T.J. TallieCommunity Historian-in-Residence
(he/they) T.J. Tallie (he/they) is an Associate Professor of African History at the University of San Diego. He specializes in comparative settler colonial, indigenous, queer, and imperial history, with a focus in the late nineteenth century. They are the author of Queering Colonial Natal: Indigeneity and the Violence of Belonging in Southern Africa. Tallie's current research studies the role of monogamy in colonial societies, and the queer potential of Indigenous social formations, including polygamy. |
While serving as Lambda’s Community Historian in residence, Tallie is at work on a project, titled “‘Whose World, Whose Home?’: Black Queer Life in San Diego, 1988-2002.” “Whose World, Whose Home” is an archival study of the lives of Black queer San Diegans in the late 1980s and 1990s, a time of profound change both for the city and in national attitudes towards race and sexuality.
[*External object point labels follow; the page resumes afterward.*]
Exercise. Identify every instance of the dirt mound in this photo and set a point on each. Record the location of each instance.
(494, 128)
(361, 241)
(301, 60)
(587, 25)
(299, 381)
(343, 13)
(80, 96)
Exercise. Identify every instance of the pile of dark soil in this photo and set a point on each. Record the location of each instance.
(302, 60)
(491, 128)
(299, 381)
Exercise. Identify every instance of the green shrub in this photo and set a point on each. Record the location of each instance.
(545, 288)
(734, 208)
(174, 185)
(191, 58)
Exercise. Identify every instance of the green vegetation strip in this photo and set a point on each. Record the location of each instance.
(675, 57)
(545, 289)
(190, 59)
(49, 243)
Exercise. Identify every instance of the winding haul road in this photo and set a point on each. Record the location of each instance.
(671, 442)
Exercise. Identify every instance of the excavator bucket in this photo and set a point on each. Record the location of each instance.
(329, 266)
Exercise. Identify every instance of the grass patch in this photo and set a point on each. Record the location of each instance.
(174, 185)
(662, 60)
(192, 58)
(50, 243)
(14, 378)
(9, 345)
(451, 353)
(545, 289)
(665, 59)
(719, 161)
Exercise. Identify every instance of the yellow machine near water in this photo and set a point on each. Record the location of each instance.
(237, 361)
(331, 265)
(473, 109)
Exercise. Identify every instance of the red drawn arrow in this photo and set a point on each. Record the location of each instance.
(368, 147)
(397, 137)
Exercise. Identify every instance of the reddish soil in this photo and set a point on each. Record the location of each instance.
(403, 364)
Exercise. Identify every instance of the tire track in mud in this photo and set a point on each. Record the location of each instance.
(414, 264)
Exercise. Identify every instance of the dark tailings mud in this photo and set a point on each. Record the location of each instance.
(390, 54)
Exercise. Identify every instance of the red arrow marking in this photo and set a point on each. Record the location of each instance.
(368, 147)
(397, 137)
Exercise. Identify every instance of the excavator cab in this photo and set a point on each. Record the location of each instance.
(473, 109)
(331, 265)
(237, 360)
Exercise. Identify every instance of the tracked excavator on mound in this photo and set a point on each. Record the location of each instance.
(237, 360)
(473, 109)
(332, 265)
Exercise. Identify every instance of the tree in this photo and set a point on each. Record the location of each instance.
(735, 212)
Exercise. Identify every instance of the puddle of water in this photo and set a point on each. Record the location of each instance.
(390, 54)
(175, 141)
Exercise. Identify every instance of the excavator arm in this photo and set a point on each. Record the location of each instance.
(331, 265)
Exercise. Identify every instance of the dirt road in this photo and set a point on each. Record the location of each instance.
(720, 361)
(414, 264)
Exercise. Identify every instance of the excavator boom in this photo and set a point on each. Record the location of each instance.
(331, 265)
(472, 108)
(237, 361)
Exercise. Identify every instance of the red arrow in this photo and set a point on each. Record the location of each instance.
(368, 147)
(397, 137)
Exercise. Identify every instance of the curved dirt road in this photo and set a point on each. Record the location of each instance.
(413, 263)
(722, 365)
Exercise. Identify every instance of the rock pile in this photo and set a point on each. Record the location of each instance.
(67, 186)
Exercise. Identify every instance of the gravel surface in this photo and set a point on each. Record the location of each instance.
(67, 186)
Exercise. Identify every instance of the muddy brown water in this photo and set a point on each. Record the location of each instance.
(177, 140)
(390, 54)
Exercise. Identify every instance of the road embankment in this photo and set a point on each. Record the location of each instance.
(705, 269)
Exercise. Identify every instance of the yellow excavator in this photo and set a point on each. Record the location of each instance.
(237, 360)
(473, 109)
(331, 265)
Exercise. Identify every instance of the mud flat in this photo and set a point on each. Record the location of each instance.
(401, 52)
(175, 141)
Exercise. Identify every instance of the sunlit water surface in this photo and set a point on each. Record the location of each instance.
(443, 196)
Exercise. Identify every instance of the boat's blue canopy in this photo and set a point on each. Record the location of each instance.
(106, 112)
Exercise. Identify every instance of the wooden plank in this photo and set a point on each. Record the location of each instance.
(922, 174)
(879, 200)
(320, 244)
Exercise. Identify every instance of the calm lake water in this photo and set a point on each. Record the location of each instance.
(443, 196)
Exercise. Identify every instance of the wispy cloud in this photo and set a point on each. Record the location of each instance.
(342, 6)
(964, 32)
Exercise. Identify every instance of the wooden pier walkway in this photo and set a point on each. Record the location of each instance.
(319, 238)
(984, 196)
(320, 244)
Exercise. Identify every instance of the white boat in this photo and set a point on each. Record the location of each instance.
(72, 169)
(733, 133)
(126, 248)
This project examines how Black queer San Diegans navigated, defined, and articulated the changing city around them. “Whose World, Whose Home” draws from the papers of Black gay and lesbian activists, Black queer newspaper editorials, first-person recollections from the period, and overall archives from the San Diego LGBT Community Center and San Diego Pride. Drawing on a body of Black and queer theoretical literature and influenced by their three years as the inaugural director of the Africana Studies program at the University of San Diego, this project is a deep-resourced archival project that seeks to foreground Black queer voices in a significant part of our local community’s history.